Dünya ticaretinin büyük oranda denizyolu taşımacılığı ile yapılmasından dolayı limanlar, uluslararası ticarette önemli bir yere sahip. Küresel ekonomik gelişmeler, dünya taşımacılık talebini de artırıyor. Artan küresel ticari faaliyetler ve bu alanda yaşanan büyüme, denizcilik sektörünü olumlu yönde etkiliyor. Yapılan araştırmalar; denizcilik sektörünün 2018 yılında dünya genelinde 11 milyar ton gibi daha önce benzeri görülmemiş bir hacme ulaştığını gözler önüne seriyor. Artan talep odaklı deniz ticaret hacminin, 2023 yılından itibaren %3,8'lik bir büyüme yakalayacağı da tahmin ediliyor. Bölgesel ve ulusal ekonomiye büyük katkı sağlayan limanlar, sanayinin ve ticaretin gelişmesi açısından önemli bir fonksiyonu yerine getiriyorlar. Artan teknolojik ve lojistik yenilikler, yük elleçleme ve depolama hizmetlerinin yanı sıra çeşitli katma değerli hizmetleri de beraberinde getiriyor.

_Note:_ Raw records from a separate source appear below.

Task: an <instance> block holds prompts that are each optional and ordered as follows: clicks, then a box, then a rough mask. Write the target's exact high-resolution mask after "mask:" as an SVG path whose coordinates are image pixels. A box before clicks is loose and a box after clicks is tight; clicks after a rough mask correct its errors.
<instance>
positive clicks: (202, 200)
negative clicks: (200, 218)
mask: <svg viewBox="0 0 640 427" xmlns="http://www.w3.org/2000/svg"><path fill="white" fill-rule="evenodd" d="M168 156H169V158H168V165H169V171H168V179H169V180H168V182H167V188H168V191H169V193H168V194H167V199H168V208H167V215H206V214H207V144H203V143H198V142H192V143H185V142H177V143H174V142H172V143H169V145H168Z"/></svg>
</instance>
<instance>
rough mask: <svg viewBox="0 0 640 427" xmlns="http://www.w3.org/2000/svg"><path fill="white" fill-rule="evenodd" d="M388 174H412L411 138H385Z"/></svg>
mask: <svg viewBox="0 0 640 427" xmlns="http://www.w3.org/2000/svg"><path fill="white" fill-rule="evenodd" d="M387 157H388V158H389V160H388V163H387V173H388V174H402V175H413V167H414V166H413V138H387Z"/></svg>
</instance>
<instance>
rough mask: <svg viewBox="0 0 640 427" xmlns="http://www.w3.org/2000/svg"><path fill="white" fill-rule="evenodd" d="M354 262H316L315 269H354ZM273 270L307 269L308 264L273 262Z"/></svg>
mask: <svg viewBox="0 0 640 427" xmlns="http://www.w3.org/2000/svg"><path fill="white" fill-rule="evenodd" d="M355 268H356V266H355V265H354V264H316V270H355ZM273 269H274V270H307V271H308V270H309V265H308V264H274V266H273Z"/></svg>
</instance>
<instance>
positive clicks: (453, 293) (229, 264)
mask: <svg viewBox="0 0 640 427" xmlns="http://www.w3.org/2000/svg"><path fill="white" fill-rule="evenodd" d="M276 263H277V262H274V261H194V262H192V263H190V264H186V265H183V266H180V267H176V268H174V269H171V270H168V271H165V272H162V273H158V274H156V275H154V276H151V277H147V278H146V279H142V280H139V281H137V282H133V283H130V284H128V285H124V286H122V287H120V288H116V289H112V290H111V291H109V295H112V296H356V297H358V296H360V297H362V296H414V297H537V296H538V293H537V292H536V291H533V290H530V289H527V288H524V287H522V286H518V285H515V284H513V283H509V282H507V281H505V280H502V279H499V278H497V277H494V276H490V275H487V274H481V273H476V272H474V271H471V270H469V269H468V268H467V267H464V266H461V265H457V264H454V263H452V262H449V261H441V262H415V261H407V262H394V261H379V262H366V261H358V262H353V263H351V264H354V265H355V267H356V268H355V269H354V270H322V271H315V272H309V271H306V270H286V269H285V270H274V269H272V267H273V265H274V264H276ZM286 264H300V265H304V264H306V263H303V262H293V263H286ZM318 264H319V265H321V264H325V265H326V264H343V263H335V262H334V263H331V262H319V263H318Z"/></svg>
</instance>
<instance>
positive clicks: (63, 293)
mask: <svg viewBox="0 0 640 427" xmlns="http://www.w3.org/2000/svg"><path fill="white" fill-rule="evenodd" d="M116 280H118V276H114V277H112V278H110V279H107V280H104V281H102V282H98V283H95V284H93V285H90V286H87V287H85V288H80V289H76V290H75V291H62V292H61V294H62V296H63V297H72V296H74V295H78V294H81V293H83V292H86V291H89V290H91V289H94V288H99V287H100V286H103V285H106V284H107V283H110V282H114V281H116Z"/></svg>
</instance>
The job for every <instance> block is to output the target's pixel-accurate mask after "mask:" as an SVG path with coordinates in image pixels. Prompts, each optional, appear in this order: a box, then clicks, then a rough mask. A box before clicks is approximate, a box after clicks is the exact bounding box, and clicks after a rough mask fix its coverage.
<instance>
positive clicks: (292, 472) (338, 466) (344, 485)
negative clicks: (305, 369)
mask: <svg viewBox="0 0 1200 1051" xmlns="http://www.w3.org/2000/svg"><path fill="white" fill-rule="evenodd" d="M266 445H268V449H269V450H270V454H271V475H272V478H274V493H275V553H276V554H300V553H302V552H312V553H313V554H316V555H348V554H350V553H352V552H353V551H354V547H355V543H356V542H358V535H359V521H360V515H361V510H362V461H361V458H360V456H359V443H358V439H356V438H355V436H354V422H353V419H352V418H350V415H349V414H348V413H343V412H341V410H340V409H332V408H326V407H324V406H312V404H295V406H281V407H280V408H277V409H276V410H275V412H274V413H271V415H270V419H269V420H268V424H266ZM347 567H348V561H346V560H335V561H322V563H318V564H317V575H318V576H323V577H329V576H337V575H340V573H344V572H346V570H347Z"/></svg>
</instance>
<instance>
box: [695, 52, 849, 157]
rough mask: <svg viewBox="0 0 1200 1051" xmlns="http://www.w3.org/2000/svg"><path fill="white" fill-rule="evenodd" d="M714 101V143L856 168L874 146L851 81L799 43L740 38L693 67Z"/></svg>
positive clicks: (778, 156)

ULUSLARARASI TİCARETİN KALBİ
Teknolojinin ilerlemesi ve uluslararası ticaretin genişlemesiyle yeni pazarlar ve yeni ticaret koridorları ortaya çıkıyor, yük hareketleri artıyor. Malların daha hızlı ve etkin akışının sağlanması için eski gemiler, yerini modern ve büyük kapasiteli gemilere bırakırken limanlar daha büyük alanlara ve daha gelişmiş tesislere dönüşüyor. Ülkelerin ekonomik gelişmişlik düzeylerinin belirlenmesinde giderek önemli bir gösterge haline gelen liman sayıları ve kapasiteleri, uluslararası arenada ülkelerin gücünü ve rekabet kapasitesini gösteren önemli bir ölçüt olarak kabul ediliyor. Dünya ticaretinin, yüzde 80'in üzerinde denizyolu ile gerçekleştirildiği düşünüldüğünde; deniz taşımacılığı küreselleşmenin ve uluslararası ticaretin belkemiği olarak tanımlanabilir. Bu sebeple denizyolu ile ticaretin başladığı ve bittiği noktalar olan limanlar ekonomik olarak kilit bir öneme sahip... Tarih boyunca süregelen değişim ve gelişimi ile limanlar; ülkelerin taşımacılık altyapısının önemli elemanlarından biri oldu. Ticari ortakları birbirine bağlayan temel taşımacılık hattı olarak limanlar aynı zamanda karayolları ve demiryolları sistemlerinin de odak noktası. Ülkelerin refahında büyük bir ekonomik çarpan olan limanlar, sadece ticaretin ana kapısı değil; çeşitli endüstriyel aktivitelerin, banka ya da acente gibi çeşitli ticari kurumların da yakın markajında...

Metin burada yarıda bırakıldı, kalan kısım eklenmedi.